Markdown Fetch Skill

Efficiently fetch and extract partial content from markdown files on the internet with intelligent section ranking.

Quick Start

Fetch Full File

scripts/fetch_md.sh <url> [output_file]

Examples:

# Print to stdout
scripts/fetch_md.sh https://bun.com/docs/runtime/sql.md

# Save to file
scripts/fetch_md.sh https://bun.com/docs/runtime/sql.md output.md

Structured Retrieval (Recommended)

Use BM25 ranking to find most relevant sections by query:

scripts/fetch_md_structured.py <url> <query> [OPTIONS]

Examples:

# Find sections about "connection pooling"
scripts/fetch_md_structured.py https://bun.com/docs/runtime/sql.md "connection pooling"

# Get top 5 sections about "authentication" with scores
scripts/fetch_md_structured.py https://example.com/docs.md "authentication" --top 5 --show-scores

# Save results to file
scripts/fetch_md_structured.py https://example.com/docs.md "query hooks" --output result.md

When to use:

Finding relevant information without knowing exact section names
Exploring documentation by topic or concept
Getting the most relevant sections ranked by query intent

Fetch Partial Content

scripts/fetch_md_partial.sh <url> [OPTIONS]

Partial Reading Methods

By Line Numbers

Extract specific line ranges:

# Get lines 10-50
scripts/fetch_md_partial.sh https://bun.com/docs/runtime/sql.md --lines 10:50

# Get first 100 lines
scripts/fetch_md_partial.sh https://example.com/docs.md --lines 1:100

By Section Headers

Extract specific markdown sections by header:

# Get "Installation" section
scripts/fetch_md_partial.sh https://ai-sdk.dev/docs/getting-started/expo.md --section "## Installation"

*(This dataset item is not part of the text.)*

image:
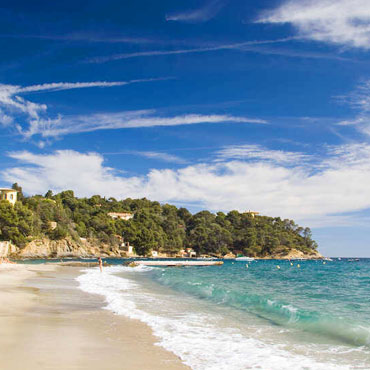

# Get "API Reference" section
scripts/fetch_md_partial.sh https://example.com/docs.md --section "# API Reference"

Note: Section extraction includes the header and all content until the next same-level header.

By Search Pattern

Find and extract lines matching a pattern:

# Search for "query" keyword
scripts/fetch_md_partial.sh https://raw.githubusercontent.com/tanstack/query/main/docs/framework/react/overview.md --pattern "query"

# Search with context (3 lines before/after)
scripts/fetch_md_partial.sh https://example.com/docs.md --pattern "API" --context 3

Saving Output

Add --output to save results to a file:

scripts/fetch_md_partial.sh https://example.com/docs.md --lines 1:100 --output result.md
scripts/fetch_md_partial.sh https://example.com/docs.md --section "## Setup" --output setup.md

Common Use Cases

Find relevant sections by topic (Structured Retrieval):

# Most relevant approach - uses BM25 ranking
scripts/fetch_md_structured.py <url> "your search query" --top 3

Preview documentation before full read:

# Get first 50 lines to understand structure
scripts/fetch_md_partial.sh <url> --lines 1:50

Extract specific documentation sections:

# Get installation instructions only
scripts/fetch_md_partial.sh <url> --section "## Installation"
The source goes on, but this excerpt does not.